Un contrôle insuffisant de l’hypertension est fréquent chez les personnes infectées par le VIH
Les données du registre RECOVIH (register of cardiovascular complications among people living with HIV) ont été analysées, y compris 263 patients VIH ayant subi une MAPA à l’hôpital Saint Antoine, Paris. Les patients, dont 91% d’hommes, étaient âgés en moyenne de 50 ans et vivaient avec le VIH depuis 15 ans en moyenne. Pour 57% d’entre eux, une hypertension était déjà connue avant la MAPA. Une pression artérielle supérieure à 140/90 mmHg lors de la mesure à la clinique ou à l’hôpital était considérée comme une hypertension. supérieure à 130/80 mmHg pour la MAPA.
Dans le registre RECOVIH, la prévalence de l’hypertension était de 22% ; la moitié d’entre elles étaient des hypertensions masquées diagnostiquées uniquement par une ABPM. Selon la mesure de la pression artérielle à la clinique, 45% des patients dont l’hypertension était connue ne la contrôlaient pas suffisamment ; selon la MAPA, c’était le cas de 32% des patients. Chez les patients souffrant d’hypertension non contrôlée, les valeurs de la pression artérielle nocturne étaient souvent trop élevées.
Les auteurs concluent que les hypertensions masquées sont fréquentes chez les patients séropositifs et qu’il existe souvent un contrôle insuffisant de la pression artérielle chez les patients séropositifs dont l’hypertension est traitée. La mesure de la pression artérielle en clinique ne suffit pas à elle seule à diagnostiquer une hypertension et à obtenir un bon contrôle de la pression artérielle.
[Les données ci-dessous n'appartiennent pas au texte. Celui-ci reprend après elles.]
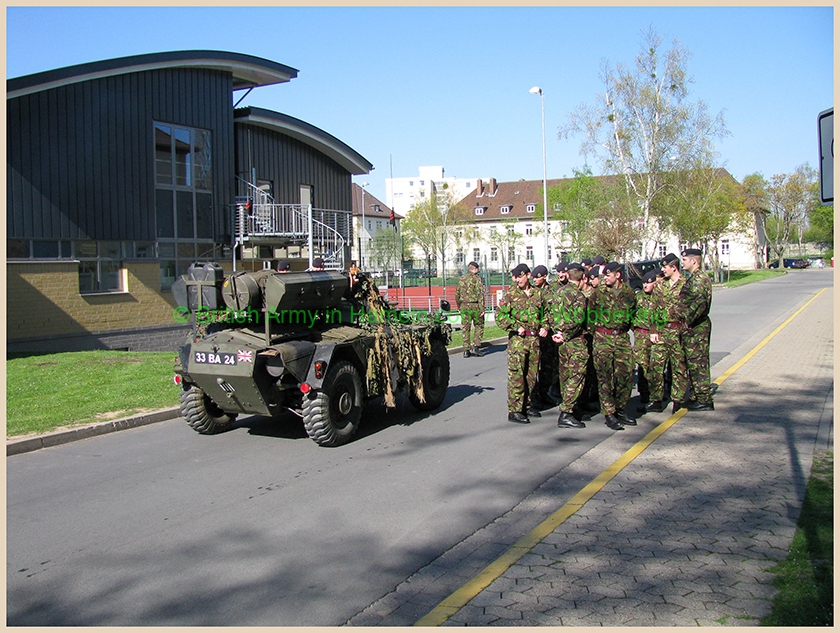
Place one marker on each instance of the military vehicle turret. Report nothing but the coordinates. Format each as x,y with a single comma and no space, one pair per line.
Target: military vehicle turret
319,344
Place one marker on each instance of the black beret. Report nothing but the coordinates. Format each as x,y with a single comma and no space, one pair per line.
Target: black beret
650,276
519,270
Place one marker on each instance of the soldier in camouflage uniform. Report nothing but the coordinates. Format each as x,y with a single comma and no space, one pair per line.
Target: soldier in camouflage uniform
522,314
667,351
695,303
469,297
611,311
567,318
547,377
642,326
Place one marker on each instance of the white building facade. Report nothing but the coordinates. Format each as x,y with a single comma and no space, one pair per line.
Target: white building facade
403,193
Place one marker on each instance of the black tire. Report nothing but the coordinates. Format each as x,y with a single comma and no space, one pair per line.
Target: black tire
435,378
202,414
331,417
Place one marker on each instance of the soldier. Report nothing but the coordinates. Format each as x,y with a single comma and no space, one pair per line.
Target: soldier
695,303
568,320
522,314
469,297
612,310
642,325
666,354
547,377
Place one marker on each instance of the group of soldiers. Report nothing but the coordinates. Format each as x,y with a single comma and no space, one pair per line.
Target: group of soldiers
570,338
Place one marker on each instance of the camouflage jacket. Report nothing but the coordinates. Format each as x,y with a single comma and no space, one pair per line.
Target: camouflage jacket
567,314
470,290
519,309
645,311
611,308
696,298
666,300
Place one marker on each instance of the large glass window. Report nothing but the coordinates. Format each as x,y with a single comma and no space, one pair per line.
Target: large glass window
184,196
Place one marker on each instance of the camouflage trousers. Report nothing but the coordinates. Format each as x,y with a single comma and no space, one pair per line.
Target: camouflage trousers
572,360
695,342
472,316
668,351
642,357
547,374
613,359
523,365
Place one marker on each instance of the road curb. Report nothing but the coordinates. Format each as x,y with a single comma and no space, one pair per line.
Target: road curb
34,443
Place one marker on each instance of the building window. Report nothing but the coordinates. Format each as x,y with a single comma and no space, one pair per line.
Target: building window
183,197
100,266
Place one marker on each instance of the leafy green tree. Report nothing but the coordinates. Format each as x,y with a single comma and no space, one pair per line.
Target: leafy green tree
643,127
791,198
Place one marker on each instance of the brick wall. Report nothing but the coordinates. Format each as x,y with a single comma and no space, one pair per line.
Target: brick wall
43,305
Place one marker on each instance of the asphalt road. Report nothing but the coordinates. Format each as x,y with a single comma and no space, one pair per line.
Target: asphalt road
158,525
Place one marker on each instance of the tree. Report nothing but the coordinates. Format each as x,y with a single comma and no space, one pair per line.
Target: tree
431,224
644,127
756,203
791,197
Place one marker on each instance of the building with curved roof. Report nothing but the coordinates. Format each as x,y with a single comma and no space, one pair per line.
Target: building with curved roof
123,172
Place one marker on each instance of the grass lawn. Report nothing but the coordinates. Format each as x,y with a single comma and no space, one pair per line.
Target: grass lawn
50,391
806,578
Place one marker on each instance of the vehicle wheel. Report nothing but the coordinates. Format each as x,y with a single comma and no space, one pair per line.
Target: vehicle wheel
435,378
202,414
331,417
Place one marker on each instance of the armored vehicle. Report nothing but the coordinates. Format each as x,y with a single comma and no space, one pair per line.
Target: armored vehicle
319,344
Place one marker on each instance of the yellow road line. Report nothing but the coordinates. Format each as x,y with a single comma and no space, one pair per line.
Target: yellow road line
453,603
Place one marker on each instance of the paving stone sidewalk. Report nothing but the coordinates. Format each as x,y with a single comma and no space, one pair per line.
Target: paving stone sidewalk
682,536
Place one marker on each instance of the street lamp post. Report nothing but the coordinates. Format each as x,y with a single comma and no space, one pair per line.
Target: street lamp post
361,256
536,90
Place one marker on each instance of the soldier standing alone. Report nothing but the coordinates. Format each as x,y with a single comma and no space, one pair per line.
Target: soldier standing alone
469,297
695,303
522,314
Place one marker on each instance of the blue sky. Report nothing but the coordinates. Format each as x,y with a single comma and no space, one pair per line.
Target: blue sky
412,86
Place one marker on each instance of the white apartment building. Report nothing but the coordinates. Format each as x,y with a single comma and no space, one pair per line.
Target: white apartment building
403,193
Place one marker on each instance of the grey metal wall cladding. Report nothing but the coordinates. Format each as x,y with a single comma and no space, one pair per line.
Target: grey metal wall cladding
290,163
81,161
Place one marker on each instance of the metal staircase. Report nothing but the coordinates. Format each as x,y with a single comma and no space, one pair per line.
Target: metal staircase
257,218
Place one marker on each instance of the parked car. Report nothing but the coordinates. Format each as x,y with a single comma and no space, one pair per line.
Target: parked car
790,262
637,270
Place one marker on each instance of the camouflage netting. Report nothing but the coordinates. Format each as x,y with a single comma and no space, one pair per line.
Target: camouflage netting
399,347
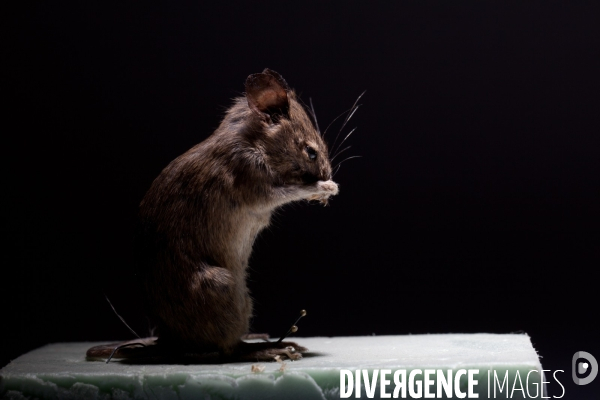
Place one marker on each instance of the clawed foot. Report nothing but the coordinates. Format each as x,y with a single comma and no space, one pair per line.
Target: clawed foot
324,190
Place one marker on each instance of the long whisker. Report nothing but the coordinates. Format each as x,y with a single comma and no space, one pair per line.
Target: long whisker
348,135
339,165
346,159
350,114
121,318
340,152
312,110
Par conséquent, la MAPA devrait être utilisée de manière systématique chez les patients infectés par le VIH à des fins de diagnostic et de suivi.
Mauvaise tension artérielle chez les fumeurs
Avec une monothérapie antihypertensive, seule la moitié environ des hypertendus obtiennent de bonnes valeurs de pression artérielle. Une étude irlandaise a examiné l’hypothèse selon laquelle le contrôle de la pression artérielle est encore plus mauvais chez les fumeurs que chez les non-fumeurs [2]. Environ 300 patients recevant une monothérapie antihypertensive pour la première fois ont été classés comme non-fumeurs (n=134), fumeurs (n=64) et ex-fumeurs (n=104). La pression artérielle et la fréquence cardiaque ont été mesurées avant le début du traitement et un mois après. Chez les fumeurs et les ex-fumeurs, la réduction de la pression artérielle était nettement moins importante que chez les non-fumeurs. Outre le tabagisme, les valeurs de base de la pression artérielle systolique et le sexe féminin étaient des prédicteurs d’échec du traitement antihypertenseur.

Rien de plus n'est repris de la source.